Es sind politisch verwirrende Zeiten: Kulturschaffende, die sonst gern "Cancel Culture" beklagen, fordern den Ausschluss des israelischen Beitrags von der Venedig-Biennale, während der italienische Kulturminister, ein Politiker mit neofaschistischer Vergangenheit, die Forderung zurückgewiesen hat. "Nun hat sich, für viele wahr­schein­lich kontraintuitiv, der Kulturminister der rechten italienischen Regierung und damit oberste Verantwortliche der Biennale, Gennaro Sangiuliano, in seltener Eindeutigkeit geäußert und den Aufruf scharf verurteilt: Er sei 'inakzeptabel' und 'schändlich'", schreibt Stefan Trinks in der "FAZ". Und kann es sich offenbar nicht verkneifen, den rechten Politiker als Vorbild für die deutsche Kulturstaatsministerin Claudia Roth von den Grünen zu beschreiben. "Solche ohne Zögern und ohne Zweideutigkeiten formulierten Worte hätte man sich von Sangiulianos deutschem Pendant Claudia Roth zur Documenta oder Berlinale gewünscht. Noch nach Bekanntwerden des ersten Antisemitismusskandals auf der Kasseler Weltkunstschau war da die Rede von 'spezifisch deutschen Fragen', gemeint waren wohl Befindlichkeiten; es gelte, auch 'entlegene Sichtweisen des globalen Südens' nachzuvollziehen. Nein, das muss man nicht – Antisemitismus ist, siehe den von Amerikanern wie Zyprioten unterzeichneten Aufruf der Anti-Israel-Allianz, ein internationales Problem. Gerade weil Roth nicht voll verantwortlich für die Documenta ist wie ihr italienischer Amtskollege für die Biennale, hätte sie umso freier und breiter den 2022 sich formierenden Anfängen eines neuen Antisemitismus wehren können."


Film 

Eine Verzerrung von historischen Fakten sieht Simon Akstinat in der "Welt" beim diesjährigen Gewinnerfilm der Berlinale, der Restitutions-Dokumentation "Dahomey" (lesen Sie unsere Rezension des Films hier).

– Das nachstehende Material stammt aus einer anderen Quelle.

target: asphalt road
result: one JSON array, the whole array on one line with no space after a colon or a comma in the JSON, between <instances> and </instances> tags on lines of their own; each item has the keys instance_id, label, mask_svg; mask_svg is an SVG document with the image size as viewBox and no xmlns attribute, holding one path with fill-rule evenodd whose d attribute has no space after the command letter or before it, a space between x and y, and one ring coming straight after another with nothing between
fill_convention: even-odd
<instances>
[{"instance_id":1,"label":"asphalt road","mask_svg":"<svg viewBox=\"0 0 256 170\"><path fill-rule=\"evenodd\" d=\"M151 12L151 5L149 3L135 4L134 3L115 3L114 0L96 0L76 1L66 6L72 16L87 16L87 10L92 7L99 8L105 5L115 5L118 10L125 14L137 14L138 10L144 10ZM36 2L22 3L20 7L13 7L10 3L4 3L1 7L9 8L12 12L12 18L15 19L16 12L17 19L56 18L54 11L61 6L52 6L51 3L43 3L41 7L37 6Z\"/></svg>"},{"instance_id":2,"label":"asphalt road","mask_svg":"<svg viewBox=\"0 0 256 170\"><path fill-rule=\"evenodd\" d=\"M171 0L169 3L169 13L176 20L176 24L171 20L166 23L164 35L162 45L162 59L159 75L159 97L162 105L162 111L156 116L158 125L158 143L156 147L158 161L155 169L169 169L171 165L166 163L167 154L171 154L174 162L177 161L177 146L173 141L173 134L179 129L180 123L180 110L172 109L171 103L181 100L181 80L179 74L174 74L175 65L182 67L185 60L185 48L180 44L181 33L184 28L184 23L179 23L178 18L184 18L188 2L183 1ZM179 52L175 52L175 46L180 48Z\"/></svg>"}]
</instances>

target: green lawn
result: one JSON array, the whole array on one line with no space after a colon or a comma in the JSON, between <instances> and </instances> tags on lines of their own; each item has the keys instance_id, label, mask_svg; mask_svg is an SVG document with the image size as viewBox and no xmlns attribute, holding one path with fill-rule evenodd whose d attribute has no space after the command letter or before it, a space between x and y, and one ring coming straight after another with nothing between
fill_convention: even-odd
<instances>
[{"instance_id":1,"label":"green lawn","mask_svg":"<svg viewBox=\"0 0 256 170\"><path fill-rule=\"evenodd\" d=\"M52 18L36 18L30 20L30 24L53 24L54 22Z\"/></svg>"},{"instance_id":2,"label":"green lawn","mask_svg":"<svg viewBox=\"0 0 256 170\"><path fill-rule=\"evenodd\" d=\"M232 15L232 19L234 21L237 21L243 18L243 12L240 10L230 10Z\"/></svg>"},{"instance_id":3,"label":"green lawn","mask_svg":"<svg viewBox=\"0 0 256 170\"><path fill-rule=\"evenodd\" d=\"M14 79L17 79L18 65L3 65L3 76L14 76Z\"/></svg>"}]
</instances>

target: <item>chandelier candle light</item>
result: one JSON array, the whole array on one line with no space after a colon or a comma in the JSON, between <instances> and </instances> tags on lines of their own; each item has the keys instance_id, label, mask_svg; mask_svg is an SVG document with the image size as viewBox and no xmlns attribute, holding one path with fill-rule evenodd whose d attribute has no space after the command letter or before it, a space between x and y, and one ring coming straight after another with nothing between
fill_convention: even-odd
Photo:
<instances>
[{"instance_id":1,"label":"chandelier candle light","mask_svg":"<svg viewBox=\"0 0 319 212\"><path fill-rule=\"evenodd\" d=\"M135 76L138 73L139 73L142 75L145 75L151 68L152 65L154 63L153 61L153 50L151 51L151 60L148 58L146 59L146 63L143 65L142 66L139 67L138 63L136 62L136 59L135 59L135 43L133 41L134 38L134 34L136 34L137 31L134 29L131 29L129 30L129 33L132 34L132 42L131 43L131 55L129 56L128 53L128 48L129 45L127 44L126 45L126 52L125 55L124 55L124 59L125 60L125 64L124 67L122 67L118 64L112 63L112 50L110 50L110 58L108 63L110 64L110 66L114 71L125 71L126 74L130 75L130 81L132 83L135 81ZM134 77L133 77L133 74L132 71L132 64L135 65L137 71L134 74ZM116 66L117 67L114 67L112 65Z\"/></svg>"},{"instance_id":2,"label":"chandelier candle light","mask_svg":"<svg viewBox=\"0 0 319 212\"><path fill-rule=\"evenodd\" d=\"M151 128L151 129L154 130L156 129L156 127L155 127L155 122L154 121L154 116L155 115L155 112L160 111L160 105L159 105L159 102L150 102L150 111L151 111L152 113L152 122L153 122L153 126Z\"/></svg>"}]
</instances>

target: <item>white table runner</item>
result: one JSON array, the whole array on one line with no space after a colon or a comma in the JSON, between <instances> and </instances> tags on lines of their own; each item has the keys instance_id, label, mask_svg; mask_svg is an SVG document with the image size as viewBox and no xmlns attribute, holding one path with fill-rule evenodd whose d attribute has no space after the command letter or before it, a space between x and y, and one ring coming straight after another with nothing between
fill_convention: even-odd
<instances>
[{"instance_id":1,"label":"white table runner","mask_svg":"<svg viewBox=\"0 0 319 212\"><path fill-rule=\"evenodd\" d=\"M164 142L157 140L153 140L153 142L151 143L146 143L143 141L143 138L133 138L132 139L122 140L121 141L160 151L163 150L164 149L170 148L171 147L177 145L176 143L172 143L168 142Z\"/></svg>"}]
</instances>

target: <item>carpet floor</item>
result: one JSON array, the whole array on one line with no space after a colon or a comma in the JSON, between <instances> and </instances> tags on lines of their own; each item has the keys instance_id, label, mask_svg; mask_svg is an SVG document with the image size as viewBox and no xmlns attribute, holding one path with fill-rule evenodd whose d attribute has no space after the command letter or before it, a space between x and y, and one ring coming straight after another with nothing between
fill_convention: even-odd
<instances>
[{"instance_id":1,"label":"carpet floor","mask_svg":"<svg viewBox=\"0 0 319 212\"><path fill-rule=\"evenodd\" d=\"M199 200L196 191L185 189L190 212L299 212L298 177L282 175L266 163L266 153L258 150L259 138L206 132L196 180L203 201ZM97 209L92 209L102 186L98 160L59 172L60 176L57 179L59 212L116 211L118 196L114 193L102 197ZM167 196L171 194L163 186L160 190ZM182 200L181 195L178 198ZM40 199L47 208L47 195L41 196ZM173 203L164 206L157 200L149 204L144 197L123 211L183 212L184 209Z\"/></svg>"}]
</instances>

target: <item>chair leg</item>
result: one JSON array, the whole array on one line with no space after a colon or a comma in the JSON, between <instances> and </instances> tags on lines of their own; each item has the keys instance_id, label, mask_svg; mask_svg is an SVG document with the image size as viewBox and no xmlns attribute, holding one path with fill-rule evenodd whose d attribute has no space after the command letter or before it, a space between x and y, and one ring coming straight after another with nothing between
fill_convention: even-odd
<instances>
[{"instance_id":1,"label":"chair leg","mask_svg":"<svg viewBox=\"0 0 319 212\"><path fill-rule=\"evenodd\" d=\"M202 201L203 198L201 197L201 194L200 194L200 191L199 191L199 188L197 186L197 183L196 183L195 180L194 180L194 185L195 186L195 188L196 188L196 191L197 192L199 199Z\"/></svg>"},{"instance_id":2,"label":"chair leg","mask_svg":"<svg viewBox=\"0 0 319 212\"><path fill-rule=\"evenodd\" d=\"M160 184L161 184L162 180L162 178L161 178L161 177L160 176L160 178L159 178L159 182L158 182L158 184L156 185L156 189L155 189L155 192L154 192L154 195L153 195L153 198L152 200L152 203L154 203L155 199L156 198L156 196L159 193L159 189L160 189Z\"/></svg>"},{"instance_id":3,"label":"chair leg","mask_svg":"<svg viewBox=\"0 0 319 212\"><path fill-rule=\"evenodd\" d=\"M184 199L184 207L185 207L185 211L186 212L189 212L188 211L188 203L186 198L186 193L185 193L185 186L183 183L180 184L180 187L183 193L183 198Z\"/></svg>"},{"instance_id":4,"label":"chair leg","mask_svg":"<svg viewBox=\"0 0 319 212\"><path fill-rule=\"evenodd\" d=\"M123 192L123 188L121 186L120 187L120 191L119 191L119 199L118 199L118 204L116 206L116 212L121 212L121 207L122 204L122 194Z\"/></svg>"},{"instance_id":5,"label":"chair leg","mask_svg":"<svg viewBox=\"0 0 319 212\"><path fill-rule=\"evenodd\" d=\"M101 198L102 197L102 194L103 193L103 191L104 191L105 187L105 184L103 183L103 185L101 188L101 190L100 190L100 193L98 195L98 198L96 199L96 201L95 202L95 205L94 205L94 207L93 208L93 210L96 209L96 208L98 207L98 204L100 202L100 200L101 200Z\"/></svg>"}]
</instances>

Darin geht es um die Rückgabe von 26 Raubkunst-Objekten aus der Kolonialzeit von Frankreich an das heutige Benin in Westafrika. Im Mittelpunkt steht der König Ghezo, der über das damalige Reich Dahomey herrschte und als Geisterstimme durch den Film führt. Akstinat wirft der Regisseurin Mati Diop vor, ihr Publikum im Unklaren darüber zu lassen "was das Königreich Dahomey, das dem preisgekrönten Film seinen Namen gab, überhaupt ist". "Das aber ist das mit Abstand Interessanteste an dem diesjährigen Wettbewerbsgewinner, der die Rückgabe afrikanischer Kunst thematisiert. Das westafrikanische Königreich Dahomey und sein König Ghezo waren die vielleicht größten und brutalsten afrikanischen Sklavenfänger überhaupt. Der Despot Ghezo herrschte nicht nur über mehr Sklaven als über freie Bürger, und zwang die Ware Mensch auf den leidvollen Marsch zur Küste, sondern ließ auch Gefangene, darunter Kinder, als Menschenopfer für seine Voodoo-Götter oder einfach zu seiner Belustigung ermorden." 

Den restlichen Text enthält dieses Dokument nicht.